A finding of genocide requires a
finding of intent, which is hard to prove. The commission cites statements by
three top officials: Prime Minister Benjamin Netanyahu likening the
Palestinians to the Old Testament enemy Amalek, whose men, women, children, and
infants God ordered the Israelites to annihilate. President Isaac Herzog, who announced
absurdly, “It’s an entire nation out there that is responsible.” And Defense
Minister Yoav Gallant, who ordered “a complete siege,” declaring: “no
electricity, no water, no food, no fuel. We are fighting human animals, and we
act accordingly.”
In addition, the commission finds
genocidal intent supported by the “circumstantial evidence” of a repeated
pattern of conduct that persisted even after its devastating effects on the
civilian population were documented.
It’s hard to see any motivation
other than to remove Palestinians from Israel’s security landscape.

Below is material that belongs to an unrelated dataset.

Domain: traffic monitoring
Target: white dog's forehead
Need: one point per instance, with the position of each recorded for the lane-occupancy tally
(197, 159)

Although the country’s physical survival
was not truly in jeopardy, despite the rhetoric of Israeli leaders, the attack
by Hamas, a beneficiary of Iran, was amplified by attacks from Iran itself and
its proxies—Hezbollah in Lebanon and Houthis in Yemen—raising the specter of
hostile encirclement. Israeli communities near the borders with Gaza and
Lebanon were ghost towns after tens of thousands of Israelis fled and became
internal refugees.
In response, Israel redrew the
region’s military map by obliterating Hamas’s armed capacity, decimating
Hezbollah, and, with American help, seriously damaging Iran’s nuclear-weapons
program.
But the Israelis have also inflicted
one of modern history’s most devastating, sustained assaults on a civilian
population, which continues in Gaza far beyond military necessity. Combined
with officially permitted vigilante and army assaults in the West Bank, Israel is
making life unlivable for many Palestinians in those territories, apparently hoping
that most will flee—somewhere—and that Palestinian statehood will evaporate as
a realistic prospect.
Israel has a longstanding practice
of multiplying the harm it suffers with brutal retaliation a thousand-fold or
more. The Gaza war is Israel’s most extreme exercise of that strategy in its
history, and history will judge. It will also judge the two weak American
presidents who enabled these crimes against humanity: Joe Biden, who merely
wrung his hands, and Donald Trump, who is blind to people and sees Gaza as a real
estate opportunity.
The supreme irony is this: In
securing its physical existence, Israel has lost its existence as a moral
enterprise, the basis on which it was founded. Its moral authority is buried in
the rubble of Gaza, where it is indeed fighting that existential war—and losing.